Impaired assembly of E1 decarboxylase of the branched-chain alpha-ketoacid dehydrogenase complex in type IA maple syrup urine disease.

The E1 decarboxylase component of the human branched-chain ketoacid dehydrogenase complex comprises two E1alpha (45.5 kDa) and two E1beta (37.5 kDa) subunits forming an alpha2 beta2 tetramer. In patients with type IA maple syrup urine disease, the E1alpha subunit is affected, resulting in the loss of E1 and branched-chain ketoacid dehydrogenase catalytic activities. To study the effect of human E1alpha missense mutations on E1 subunit assembly, we have developed a pulse-chase labeling protocol based on efficient expression and assembly of human (His)6-E1alpha and untagged E1beta subunits in Escherichia coli in the presence of overexpressed chaperonins GroEL and GroES. Assembly of the two 35S-labeled E1 subunits was indicated by their co-extraction with Ni2+-nitrilotriacetic acid resin. The nine E1alpha maple syrup urine disease mutants studied showed aberrant kinetics of assembly with normal E1beta in the 2-h chase compared with the wild type and can be classified into four categories of normal (N222S-alpha and R220W-alpha), moderately slow (G245R-alpha), slow (G204S-alpha, A240P-alpha, F364C-alpha, Y368C-alpha, and Y393N-alpha), and no (T265R-alpha) assembly.

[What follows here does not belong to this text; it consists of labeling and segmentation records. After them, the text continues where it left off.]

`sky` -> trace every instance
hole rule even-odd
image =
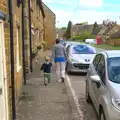
[[[120,24],[120,0],[42,0],[56,15],[56,27],[110,19]]]

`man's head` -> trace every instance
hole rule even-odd
[[[59,39],[56,39],[56,44],[60,43],[60,40]]]

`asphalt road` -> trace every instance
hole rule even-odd
[[[97,48],[97,52],[104,51]],[[80,109],[83,111],[85,120],[99,120],[95,108],[92,104],[88,104],[85,100],[85,80],[86,74],[70,74],[68,77],[71,80],[76,96],[79,100]]]

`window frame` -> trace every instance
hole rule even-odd
[[[16,67],[17,72],[21,69],[21,63],[20,63],[20,28],[17,26],[16,30]]]
[[[100,56],[100,58],[98,59],[98,64],[99,64],[99,61],[100,61],[100,59],[101,59],[101,55],[102,55],[102,54],[97,54],[97,55],[95,56],[94,60],[93,60],[93,66],[94,66],[95,71],[97,71],[97,65],[96,65],[96,63],[94,63],[94,62],[96,61],[96,58],[98,59],[98,56]]]
[[[102,60],[103,59],[103,60]],[[100,63],[101,61],[103,61],[103,63],[104,63],[104,65],[102,66],[102,64]],[[101,71],[98,71],[99,70],[99,66],[102,66],[101,67]],[[103,71],[104,70],[104,71]],[[100,72],[102,72],[102,73],[100,73]],[[104,72],[104,73],[103,73]],[[104,57],[104,55],[102,55],[101,56],[101,58],[100,58],[100,60],[99,60],[99,63],[98,63],[98,65],[97,65],[97,74],[100,76],[100,79],[101,79],[101,81],[105,84],[105,79],[106,79],[106,64],[105,64],[105,57]],[[102,75],[104,75],[104,76],[102,76]]]

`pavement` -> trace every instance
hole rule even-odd
[[[44,86],[40,65],[45,55],[40,53],[33,63],[33,72],[27,77],[17,104],[17,120],[82,120],[68,82],[57,83],[53,66],[52,82]]]
[[[104,49],[96,48],[97,52],[102,52]],[[72,88],[74,89],[80,111],[84,120],[99,120],[93,104],[88,104],[85,98],[86,89],[86,74],[72,73],[68,75]]]

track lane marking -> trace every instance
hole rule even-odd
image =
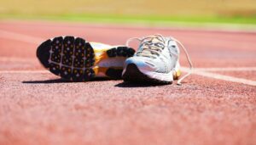
[[[38,74],[49,73],[48,70],[0,70],[0,74]]]
[[[189,69],[182,67],[182,71],[189,72]],[[219,74],[215,74],[212,72],[207,72],[207,71],[202,71],[202,70],[193,70],[192,75],[198,75],[201,76],[207,76],[217,80],[223,80],[223,81],[231,81],[231,82],[238,82],[238,83],[242,83],[246,85],[250,85],[250,86],[256,86],[256,81],[251,81],[251,80],[247,80],[247,79],[241,79],[241,78],[237,78],[237,77],[233,77],[233,76],[229,76],[229,75],[219,75]]]
[[[182,71],[188,72],[189,71],[189,68],[182,67]],[[49,73],[48,70],[0,70],[0,74],[37,74],[37,73]],[[222,81],[231,81],[231,82],[236,82],[236,83],[242,83],[246,85],[250,85],[250,86],[256,86],[256,81],[251,81],[251,80],[247,80],[247,79],[241,79],[241,78],[237,78],[237,77],[233,77],[233,76],[229,76],[229,75],[219,75],[219,74],[215,74],[212,72],[207,72],[207,71],[201,71],[201,70],[194,70],[192,72],[194,75],[198,75],[201,76],[207,76],[209,78],[213,78],[217,80],[222,80]]]
[[[20,42],[25,42],[32,44],[40,44],[44,41],[44,39],[40,37],[32,36],[29,35],[25,35],[25,34],[20,34],[20,33],[16,33],[16,32],[3,31],[3,30],[0,30],[0,37],[16,40]]]

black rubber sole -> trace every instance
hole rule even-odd
[[[166,85],[172,83],[172,81],[164,81],[148,77],[145,74],[142,73],[135,64],[130,64],[127,65],[126,70],[123,75],[123,80],[127,82],[141,84],[150,83],[155,85]]]
[[[131,57],[135,51],[131,47],[119,47],[108,50],[109,58]],[[95,53],[90,44],[83,38],[58,36],[44,42],[37,50],[37,57],[49,71],[73,81],[86,81],[96,76],[93,66]],[[121,78],[122,70],[109,68],[106,75],[113,79]]]

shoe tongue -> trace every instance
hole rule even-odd
[[[165,47],[164,40],[161,40],[161,39],[160,39],[159,37],[156,37],[156,36],[148,36],[148,38],[146,38],[143,41],[143,43],[148,43],[149,45],[154,44],[154,46],[161,47],[162,49],[164,49],[164,47]]]
[[[161,41],[160,39],[159,39],[156,36],[148,36],[148,38],[144,39],[143,42],[148,42],[148,43],[158,43],[158,42],[163,42],[163,41]]]

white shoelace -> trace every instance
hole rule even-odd
[[[147,37],[143,37],[143,38],[139,38],[139,37],[131,37],[130,39],[127,40],[126,42],[126,46],[129,47],[129,43],[133,41],[133,40],[137,40],[141,42],[141,45],[143,46],[143,45],[148,45],[148,43],[147,43],[147,42],[145,42],[144,43],[142,43],[145,39],[148,39],[148,38],[151,38],[151,37],[157,37],[157,36],[160,36],[163,41],[165,40],[164,39],[164,36],[160,34],[156,34],[156,35],[154,35],[154,36],[148,36]],[[188,77],[189,75],[192,74],[192,70],[193,70],[193,64],[192,64],[192,62],[191,62],[191,59],[189,58],[189,55],[188,53],[188,51],[187,49],[185,48],[185,47],[183,45],[182,42],[180,42],[178,40],[170,36],[171,39],[174,42],[176,42],[178,45],[181,46],[181,47],[183,48],[183,52],[185,53],[186,54],[186,58],[187,58],[187,60],[189,64],[189,71],[185,75],[183,75],[182,78],[178,79],[177,81],[177,84],[181,86],[182,85],[182,81],[184,80],[186,77]],[[152,47],[154,47],[154,49],[152,49]],[[152,57],[151,54],[149,54],[148,53],[143,53],[143,50],[148,50],[149,52],[153,52],[154,53],[157,53],[159,54],[159,50],[160,50],[160,47],[155,47],[155,46],[151,46],[151,47],[143,47],[143,50],[140,52],[141,54],[143,54],[143,56],[148,56],[148,57]],[[179,56],[178,56],[179,57]],[[179,58],[178,58],[179,59]]]

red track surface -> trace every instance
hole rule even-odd
[[[67,83],[38,71],[36,47],[49,37],[124,44],[154,33],[183,42],[195,67],[224,70],[192,75],[183,86]],[[255,83],[255,58],[253,32],[2,21],[0,144],[256,144],[256,86],[246,81]]]

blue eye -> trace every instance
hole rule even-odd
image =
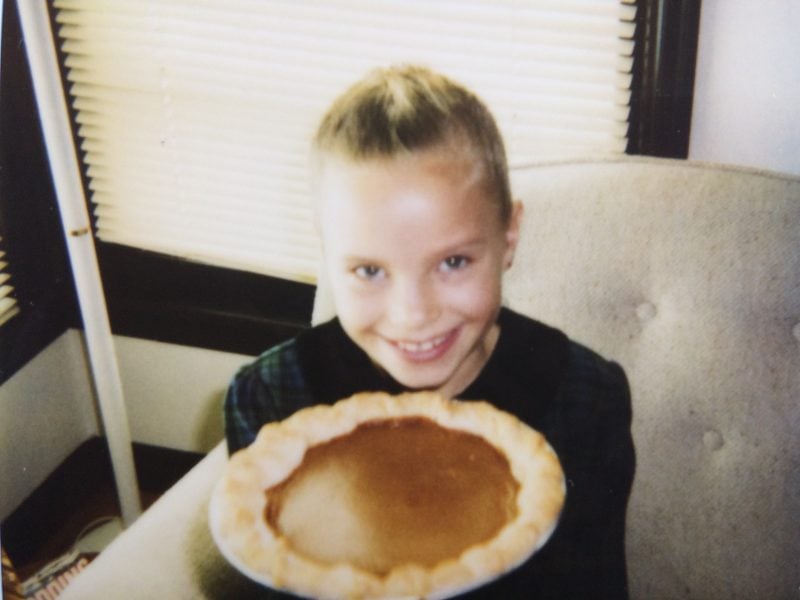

Prolonged induction in E. coli grown in the YTGK medium or lowering of induction temperature from 37 to 28 degreesC (in the case of T265R-alpha), however, resulted in the production of mutant E1 proteins. Separation of purified E1 proteins by sucrose density gradient centrifugation showed that the wild-type E1 existed entirely as alpha2 beta2 tetramers. In contrast, a subset of E1alpha missense mutations caused the occurrence of exclusive alphabeta dimers (Y393N-alpha and F364C-alpha) or of both alpha2beta2 tetramers and lower molecular weight species (Y368C-alpha and T265R-alpha). Thermal denaturation at 50 degreesC indicated that mutant E1 proteins aggregated more rapidly than wild type (rate constant, 0.19 min-1), with the T265R-alpha mutant E1 most severely affected (rate constant, 4.45 min-1). The results establish that the human E1alpha mutations in the putative thiamine pyrophosphate-binding pocket that are studied, with the exception of G204S-alpha, have no effect on E1 subunit assembly. The T265R-alpha mutation adversely impacts both E1alpha folding and subunit interactions. The mutations involving the C-terminal aromatic residues impede both the kinetics of subunit assembly and the formation of the native alpha2 beta2 structure.